Now that her daughters have left the nest, Stokes finds joy in sharing her wisdom and teaching others to cook. Her classes are intimate, enjoyable and hands-on. 

“Cooking classes are always fun. People love that I let them do the cooking and not just sit there and watch,” she says.

“I have a few planned this year and I am adding a new kids’ cooking workshop in April which I am very excited about.

“I think the best place to learn the basics of cooking is at home but there are many adults out there that don’t know enough of the basics and therefore are not in a position to teach their children. I think the problem lies in the fact that not many people are cooking from scratch these days due to busy lives and therefore those basic skills are being lost.”

Her number one student, though, is just two years of age and cute as a button. 

“I love cooking with my granddaughter and letting her do it herself. The girl can crack an egg like a pro. Often I will set her up beside me when cooking, give her a mixing bowl, a wooden spoon and some cups and flour and just let her play. It’s a wonderful opportunity for her to master her fine and gross motor skills pouring with a cup and mixing with a spoon while balancing on the stool. This girl is going places,” she says, laughing.

“Whenever she visits, she heads to the pantry cupboard where all my aprons hang and insists she put one on. Then she pulls the stool up against the kitchen bench and props herself up on it and is ready to cook with her yiayia.”

Stokes and her husband Greg travelled to Greece last year. It was their first overseas trip without their children in tow. 

“When we travel, the only thing we book is our flights and we hire a car – the rest we leave to chance. There have been times where we have wondered if we would get a bed to sleep in but we’ve always come up with the goods,” she says, laughing.

“I love going off the beaten track and discovering places by chance. My husband? Not so much – but this man gets to live an adventure with his Greek wife.”

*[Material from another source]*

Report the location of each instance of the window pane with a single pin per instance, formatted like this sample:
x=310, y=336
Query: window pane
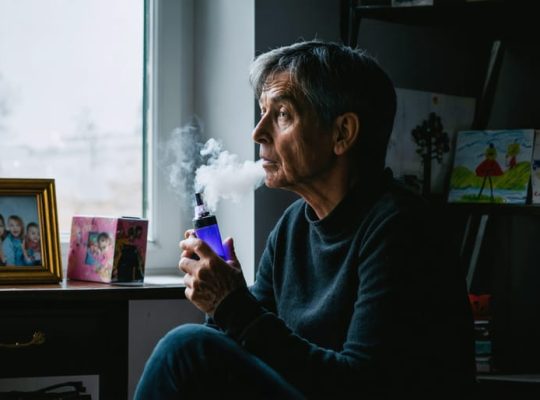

And yes, this man is also aware of how fortunate he is when it comes to food. Who else is on hand to taste test Stokes’ many culinary creations?

The holiday, though, got Stokes thinking. Could there be a business opportunity in combining her love of food, travel and Greece? Perhaps. And so Active Food Adventures was born. 

“We decided to host a trip to Crete because we wanted to show people the authentic Greece – not the tourist Greece,” she says.

“Travelling there first, we were able to connect with family-run businesses that were just as keen as us to show people the real Greek culture. The itinerary we have put together is unique and one of a kind. Filled with cooking workshops, wine tours, honey tours – it’s off the tourist track and a tour I believe will be enjoyed by people looking to experience the real thing.

“And for once we have pre-booked everything, so no worries there.”

With so many pots on the boil, 2018 is looking like being a busy year. But Stokes wouldn’t have it any other way. 

She is hosting My Big Fat Mediterranean Feast on April 14; Kids Rock in the Kitchen on April 18; a private feast on April 28 and a Rustic Cooking Workshop: Baking French on May 5.

And that’s just the first six months. 

Stokes has a regular blog on her website which covers anything and everything, not just cooking, and she also plans to upload recipes in the coming months for people to try at home (

“Being a person who always likes to look on the bright side of life, I’m hoping for great things in 2018,” she says.

“I am looking forward to our pop-up dinners continuing to be as successful as our first one last October. Hospitality is at the centre of all Greek homes and I am loving inviting people into my home, people I have never met, and having them gather around my table and share with them my love for food and my love for cooking.

“I am also heading over to Italy to one of the most renowned places in Europe for the best wine and I will be doing my research for a possible foodie tour in 2019. This tour will be like our Crete tour, filled with authentic and unique experiences.

“I am also looking at some local destinations for a foodie tour and that’s still in the early stages of planning. My hope is that 2018 will be a fulfilling year of discovering new places, experiencing new ideas and meeting lots of fascinating people.”